Hacker News new | past | comments | ask | show | jobs | submit login
Show HN: A tiny JS library for real-time localization of eye pupils (tehnokv.com)
153 points by tehnokv on July 2, 2019 | hide | past | favorite | 61 comments



For an explanation, see author's post:

Using decision trees for real-time localization of eye pupils

https://tehnokv.com/posts/puploc-with-trees/

It's actually quite fascinating. I'm too paranoid to enable webcam for any random site, so will be trying it out locally.
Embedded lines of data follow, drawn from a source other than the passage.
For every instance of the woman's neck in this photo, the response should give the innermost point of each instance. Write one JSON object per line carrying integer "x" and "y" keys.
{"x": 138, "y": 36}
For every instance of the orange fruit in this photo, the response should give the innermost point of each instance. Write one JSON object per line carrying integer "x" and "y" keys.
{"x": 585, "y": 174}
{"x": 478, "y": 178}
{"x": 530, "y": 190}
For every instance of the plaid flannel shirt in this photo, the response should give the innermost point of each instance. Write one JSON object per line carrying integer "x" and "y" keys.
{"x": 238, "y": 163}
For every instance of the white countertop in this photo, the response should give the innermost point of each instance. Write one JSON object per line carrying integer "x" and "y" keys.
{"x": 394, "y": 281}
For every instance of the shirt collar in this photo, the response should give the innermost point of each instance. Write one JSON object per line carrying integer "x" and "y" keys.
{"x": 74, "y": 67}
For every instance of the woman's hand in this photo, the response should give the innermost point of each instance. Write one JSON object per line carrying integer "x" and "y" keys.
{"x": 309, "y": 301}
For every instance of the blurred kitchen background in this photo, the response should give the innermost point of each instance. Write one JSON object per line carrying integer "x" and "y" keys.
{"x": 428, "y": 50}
For face detection and determining the locations of the eyes, the demo uses picojs, described in another post:

pico.js: a face-detection library in 200 lines of JavaScript

https://tehnokv.com/posts/picojs-intro/


I'm all for being paranoid but what exactly is the threat model here? Someone is going to have a few seconds of video of you?


Spearfishing family members using a pic and/or some audio of you to generate a fake "help me" video? (I mean, that probably won't happen, just trying to think of something an attacker could do with it.)
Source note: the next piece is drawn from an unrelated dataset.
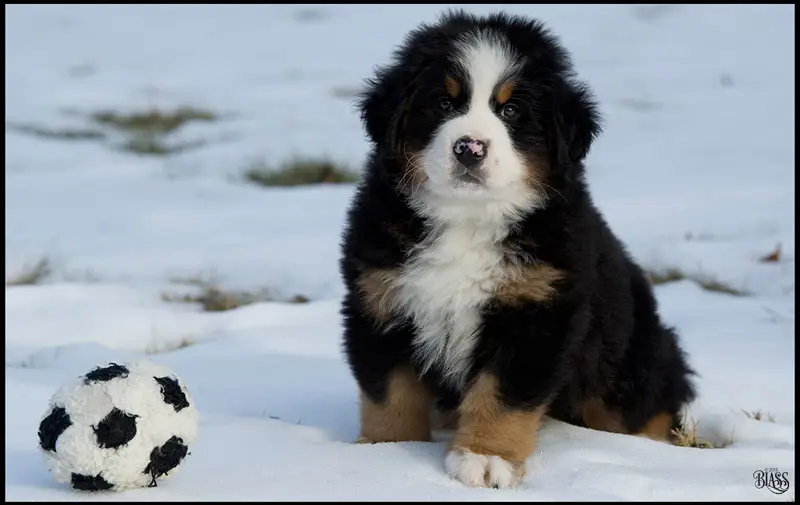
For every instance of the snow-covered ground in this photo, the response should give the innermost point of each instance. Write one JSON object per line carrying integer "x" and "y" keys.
{"x": 695, "y": 170}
Imagine being paranoid to the point of actually entertaining a hypothetical like that, so much that it affects your browsing habits.


There is actually already a pretty prevalent (lower tech) version of this scam. Grandparents are called by a con artist who attempts to pretend to be a (previously unidentified) grandchild in distress in a foreign country. [1] My grandmother lost a few thousand dollars to it because she thought they were me.

1 - https://www.ag.state.mn.us/Consumer/Publications/GrandParent...


You're using "paranoid" as if it is a bad thing.


In the age of Deep Fakes, I don't think its paranoia at all. Also, having secure browsing habits is healthy for when someone is trying to harm you.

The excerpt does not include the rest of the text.